Safety by Invariance, Liveness through Refinement: Heterogeneous Contract Framework for Co-Design of Layered Control
For control systems engineers designing safety-critical layered controllers, this work provides a formal method to ensure both long-horizon objectives and continuous-time safety with compositional guarantees, addressing a key gap in existing LCA research.
The paper addresses the lack of a uniform specification language and formal compositional guarantees in hierarchical layered control architectures by introducing a heterogeneous assume-guarantee framework that decomposes safety (via invariance at continuous-time layer) and liveness (via refinement at discrete-time layer). The framework is validated on a Hybrid Energy Storage System, demonstrating formal preservation of specifications across layers.

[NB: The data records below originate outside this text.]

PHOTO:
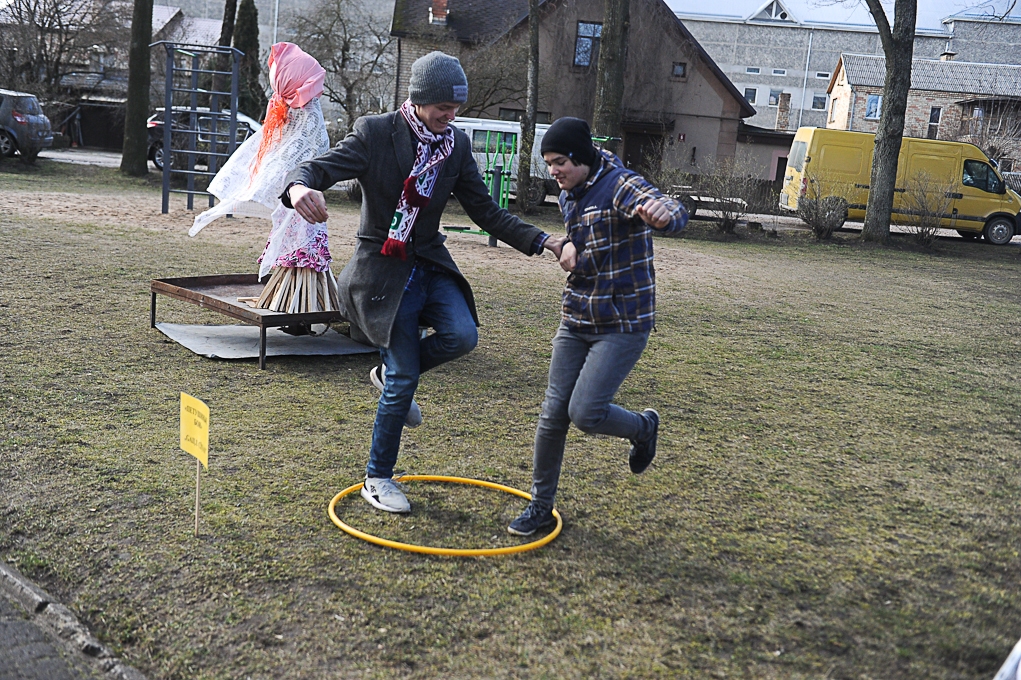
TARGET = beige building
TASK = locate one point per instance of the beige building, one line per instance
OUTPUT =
(962, 101)
(678, 104)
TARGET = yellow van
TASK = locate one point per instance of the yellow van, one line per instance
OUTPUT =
(836, 162)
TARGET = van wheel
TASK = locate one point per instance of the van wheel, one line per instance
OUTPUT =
(999, 231)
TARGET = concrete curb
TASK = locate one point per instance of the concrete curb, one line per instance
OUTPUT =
(59, 621)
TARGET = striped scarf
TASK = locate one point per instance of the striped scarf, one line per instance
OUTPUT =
(432, 151)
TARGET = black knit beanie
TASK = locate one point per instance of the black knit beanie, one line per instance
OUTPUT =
(573, 138)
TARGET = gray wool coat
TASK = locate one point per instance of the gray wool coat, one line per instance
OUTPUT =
(379, 153)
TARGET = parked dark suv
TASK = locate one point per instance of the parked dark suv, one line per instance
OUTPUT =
(179, 140)
(23, 129)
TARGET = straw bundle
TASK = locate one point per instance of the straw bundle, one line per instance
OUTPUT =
(299, 290)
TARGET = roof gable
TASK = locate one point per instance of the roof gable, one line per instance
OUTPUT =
(773, 11)
(994, 80)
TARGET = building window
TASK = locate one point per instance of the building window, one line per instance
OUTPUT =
(935, 113)
(516, 114)
(587, 46)
(873, 107)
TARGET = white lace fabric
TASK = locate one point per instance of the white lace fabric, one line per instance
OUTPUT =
(240, 192)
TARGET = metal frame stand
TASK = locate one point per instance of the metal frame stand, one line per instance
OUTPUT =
(216, 128)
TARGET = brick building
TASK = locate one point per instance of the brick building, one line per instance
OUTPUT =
(962, 101)
(679, 107)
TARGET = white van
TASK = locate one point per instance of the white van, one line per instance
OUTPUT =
(495, 143)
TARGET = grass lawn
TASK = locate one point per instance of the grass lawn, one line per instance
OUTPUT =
(835, 494)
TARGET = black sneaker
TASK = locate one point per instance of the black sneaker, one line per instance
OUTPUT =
(642, 452)
(535, 517)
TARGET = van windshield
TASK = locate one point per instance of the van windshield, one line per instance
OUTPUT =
(796, 159)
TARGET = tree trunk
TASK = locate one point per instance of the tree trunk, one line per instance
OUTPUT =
(221, 83)
(135, 151)
(531, 106)
(610, 78)
(898, 46)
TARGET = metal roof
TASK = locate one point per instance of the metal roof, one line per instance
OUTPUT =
(486, 20)
(997, 80)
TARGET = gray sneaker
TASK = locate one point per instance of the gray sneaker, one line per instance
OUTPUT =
(384, 494)
(414, 418)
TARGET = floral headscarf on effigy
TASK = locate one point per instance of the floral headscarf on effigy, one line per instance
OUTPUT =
(252, 179)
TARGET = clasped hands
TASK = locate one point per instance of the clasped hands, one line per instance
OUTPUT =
(654, 212)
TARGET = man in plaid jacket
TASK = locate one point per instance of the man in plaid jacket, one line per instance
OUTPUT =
(609, 306)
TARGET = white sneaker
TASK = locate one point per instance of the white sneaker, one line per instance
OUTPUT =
(414, 418)
(384, 494)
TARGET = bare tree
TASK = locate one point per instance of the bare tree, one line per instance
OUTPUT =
(609, 109)
(525, 202)
(134, 158)
(495, 73)
(898, 46)
(223, 62)
(355, 49)
(44, 40)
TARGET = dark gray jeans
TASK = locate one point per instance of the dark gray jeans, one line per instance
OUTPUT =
(585, 372)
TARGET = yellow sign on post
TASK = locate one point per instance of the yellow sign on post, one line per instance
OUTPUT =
(195, 438)
(195, 428)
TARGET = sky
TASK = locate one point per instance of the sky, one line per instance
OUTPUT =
(930, 12)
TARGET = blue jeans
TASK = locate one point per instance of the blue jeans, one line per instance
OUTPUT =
(431, 298)
(585, 372)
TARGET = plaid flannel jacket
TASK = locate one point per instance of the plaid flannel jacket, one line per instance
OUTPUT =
(613, 286)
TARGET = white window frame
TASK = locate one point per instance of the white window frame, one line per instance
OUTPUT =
(878, 108)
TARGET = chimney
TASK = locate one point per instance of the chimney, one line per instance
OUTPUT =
(783, 111)
(438, 12)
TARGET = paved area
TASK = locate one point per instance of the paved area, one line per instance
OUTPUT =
(41, 639)
(84, 156)
(28, 651)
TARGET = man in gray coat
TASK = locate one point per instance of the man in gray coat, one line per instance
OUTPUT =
(401, 276)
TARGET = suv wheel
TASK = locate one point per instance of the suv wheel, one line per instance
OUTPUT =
(7, 145)
(999, 231)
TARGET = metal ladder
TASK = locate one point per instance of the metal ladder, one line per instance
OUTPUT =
(184, 65)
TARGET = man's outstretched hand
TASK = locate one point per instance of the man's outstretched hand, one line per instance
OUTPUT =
(554, 245)
(654, 212)
(310, 204)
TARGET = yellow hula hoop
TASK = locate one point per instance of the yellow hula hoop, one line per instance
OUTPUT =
(457, 552)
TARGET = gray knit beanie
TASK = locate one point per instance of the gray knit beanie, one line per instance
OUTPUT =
(437, 78)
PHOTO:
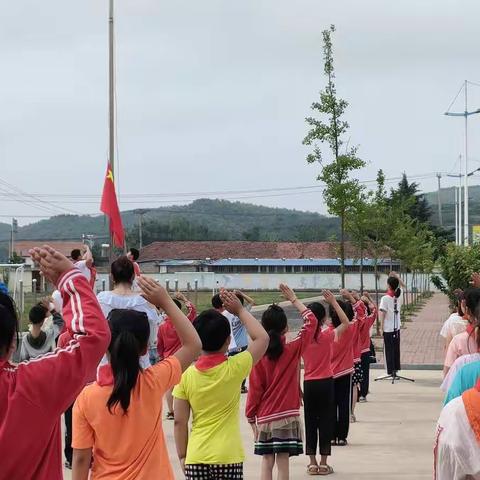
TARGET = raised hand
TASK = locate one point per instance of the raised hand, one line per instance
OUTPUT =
(153, 292)
(287, 292)
(52, 263)
(231, 302)
(329, 297)
(181, 297)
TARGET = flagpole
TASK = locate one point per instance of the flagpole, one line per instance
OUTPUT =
(111, 110)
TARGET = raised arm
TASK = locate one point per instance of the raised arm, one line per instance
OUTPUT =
(55, 379)
(310, 322)
(344, 322)
(87, 256)
(158, 296)
(259, 337)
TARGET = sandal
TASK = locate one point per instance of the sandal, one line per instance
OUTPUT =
(324, 470)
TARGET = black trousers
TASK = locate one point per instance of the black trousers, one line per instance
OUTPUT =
(341, 415)
(68, 434)
(391, 342)
(319, 407)
(365, 384)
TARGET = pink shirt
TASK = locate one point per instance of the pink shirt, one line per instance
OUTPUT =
(461, 344)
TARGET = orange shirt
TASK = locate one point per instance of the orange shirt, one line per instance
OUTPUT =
(132, 446)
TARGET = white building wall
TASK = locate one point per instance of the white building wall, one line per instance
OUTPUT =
(261, 281)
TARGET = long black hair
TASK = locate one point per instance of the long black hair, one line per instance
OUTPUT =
(274, 321)
(394, 284)
(320, 313)
(346, 307)
(130, 334)
(8, 324)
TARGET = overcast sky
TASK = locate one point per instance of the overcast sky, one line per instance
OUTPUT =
(212, 94)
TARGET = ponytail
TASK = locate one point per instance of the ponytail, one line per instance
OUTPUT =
(274, 321)
(130, 333)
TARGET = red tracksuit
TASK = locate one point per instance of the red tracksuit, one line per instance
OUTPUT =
(34, 394)
(168, 342)
(274, 391)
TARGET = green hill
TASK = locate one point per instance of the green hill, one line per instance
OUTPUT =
(202, 219)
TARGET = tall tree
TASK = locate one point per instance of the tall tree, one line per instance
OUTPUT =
(328, 127)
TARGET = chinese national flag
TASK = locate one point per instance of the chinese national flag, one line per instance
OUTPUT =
(109, 207)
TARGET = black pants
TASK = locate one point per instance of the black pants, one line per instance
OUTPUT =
(343, 389)
(391, 342)
(319, 407)
(68, 434)
(365, 385)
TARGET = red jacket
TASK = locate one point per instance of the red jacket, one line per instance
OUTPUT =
(365, 331)
(274, 391)
(168, 342)
(360, 315)
(34, 394)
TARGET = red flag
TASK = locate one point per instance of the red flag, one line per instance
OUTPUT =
(109, 207)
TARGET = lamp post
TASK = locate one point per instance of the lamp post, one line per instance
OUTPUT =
(465, 114)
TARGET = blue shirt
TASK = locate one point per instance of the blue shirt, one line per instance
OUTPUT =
(465, 379)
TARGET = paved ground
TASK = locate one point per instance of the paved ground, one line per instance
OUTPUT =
(421, 341)
(393, 439)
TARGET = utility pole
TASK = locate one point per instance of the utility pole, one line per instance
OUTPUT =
(439, 197)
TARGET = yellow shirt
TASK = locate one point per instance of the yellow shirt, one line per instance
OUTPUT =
(132, 446)
(214, 397)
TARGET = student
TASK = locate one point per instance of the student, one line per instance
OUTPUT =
(464, 343)
(239, 332)
(119, 416)
(168, 342)
(318, 388)
(342, 366)
(390, 321)
(273, 403)
(133, 255)
(41, 341)
(34, 394)
(457, 448)
(210, 390)
(217, 304)
(365, 341)
(124, 297)
(84, 262)
(360, 313)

Real-world control systems must achieve long-horizon objectives (liveness) while respecting continuous-time safety constraints, a combination that motivates hierarchical layered control architectures (LCAs). Existing LCA research, however, lacks (i) a uniform specification language across discrete planning and continuous execution, (ii) formal guarantees that specifications are preserved when interconnecting subsystems at heterogeneous time scales, and (iii) compositional separation between layers, owing to reliance on naive input-filtering laws. This paper addresses all three gaps by importing the safety--liveness decomposition into a heterogeneous assume--guarantee framework: \emph{safety is enforced by invariance} at the continuous-time layer, while \emph{liveness is achieved through refinement} at the discrete-time layer, with inter-layer coordination formalized via vertical refinement and timing-compatibility conditions. We instantiate this contract with a novel LCA combining an MPC planner, an input-to-state stabilizing (ISS) low-level controller, and a reference-governor bridge, and validate it on a Hybrid Energy Storage System (HESS) comprising a battery and a supercapacitor.